Best Practice for App URL During Shopify Review: Frontend vs Backend OAuth Flow

Partner Discussions
1

Hi everyone,

I’m submitting my app for review and need clarification on the correct setup for the app URL, especially regarding OAuth behavior.

Here’s the structure of my app:

  • Frontend: Built with React; used by merchants to interact with features like editing product details.
  • Backend: Built with Flask; handles the OAuth flow and issues the access token.

Initially, I set the app URL in the Partner Dashboard to the backend endpoint that accepts the store ID and starts the OAuth process. This works well for authentication.

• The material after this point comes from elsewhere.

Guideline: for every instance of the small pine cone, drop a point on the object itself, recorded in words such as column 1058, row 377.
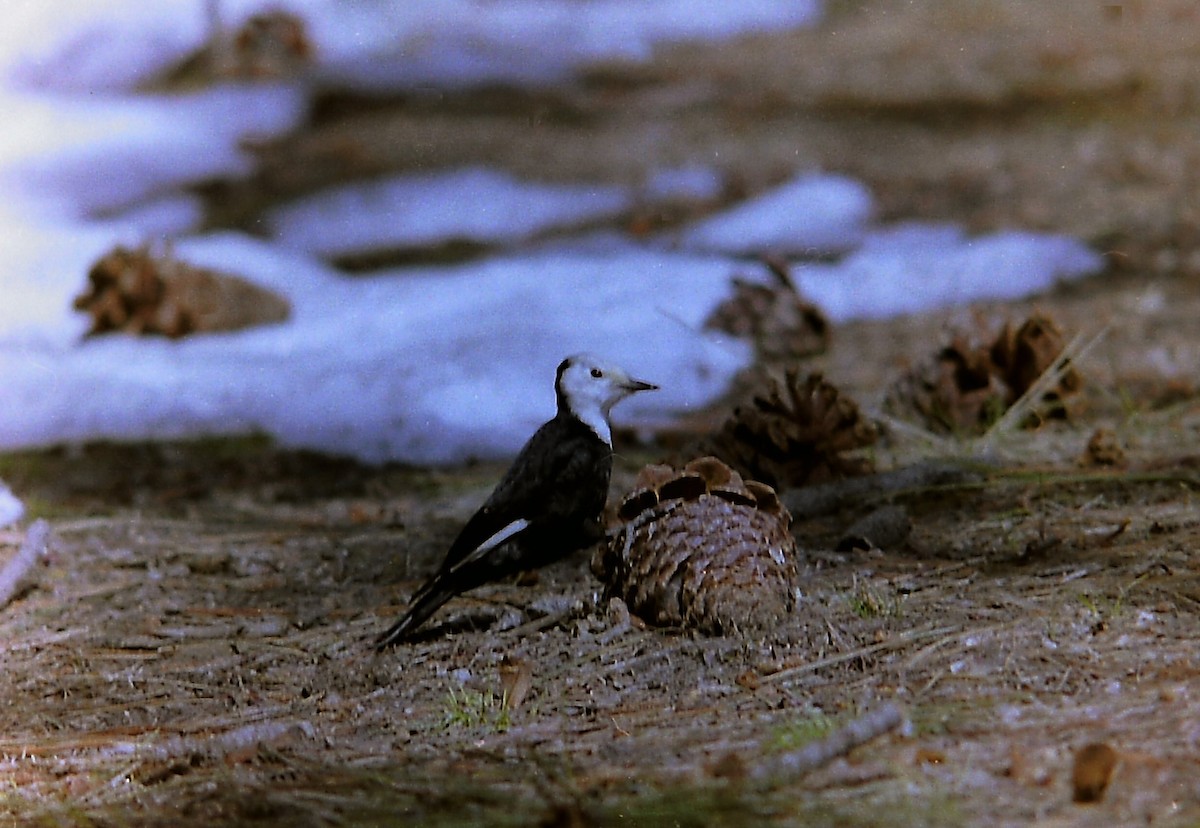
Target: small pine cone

But during review, Shopify tries to load the app URL in a browser, which doesn’t serve a UI—causing review failure.

So I updated the app URL to the frontend, which loads the merchant UI. It has logic to redirect to the backend OAuth if the merchant isn’t authenticated. However, I received this feedback:

“Your app must immediately authenticate using OAuth before any other steps occur. Merchants should not be able to interact with the user interface (UI) before OAuth.”

My questions are:

  1. What should the app URL point to during review?
  • The backend OAuth endpoint directly?
  • Or the frontend (as long as it immediately redirects to OAuth before showing any UI)?
  1. What’s the Shopify-recommended pattern in a React (frontend) + Flask (backend) architecture?

Appreciate any help or examples from others who’ve successfully passed review in a similar setup!

Thanks in advance.

2

asked here: https://shopify.slack.com/archives/C8ELWC8KZ/p1750148738596969

3

Hi @Arun_Sadan

Great to hear you’re in the process of submitting your app to the our app store. Given your configuration, I believe the best option is to set the app URL to the backend endpoint that handles the OAuth initiation - but I’m doublechecking to make sure I’m correct.

4

Hi again @Arun_Sadan

This is the recommendation from the app review team:

For the app review process, the app URL should point to a location that initiates the OAuth flow immediately upon installation. This means that the app should redirect users to Shopify’s OAuth authorization page right after they click the install button, without displaying any user interface beforehand.

In a React (frontend) + Flask (backend) architecture, the recommended pattern is to set the app URL to the backend endpoint that handles the OAuth initiation. This ensures that the OAuth flow is triggered immediately, complying with Shopify’s requirement that merchants should not interact with the UI before OAuth authentication is completed.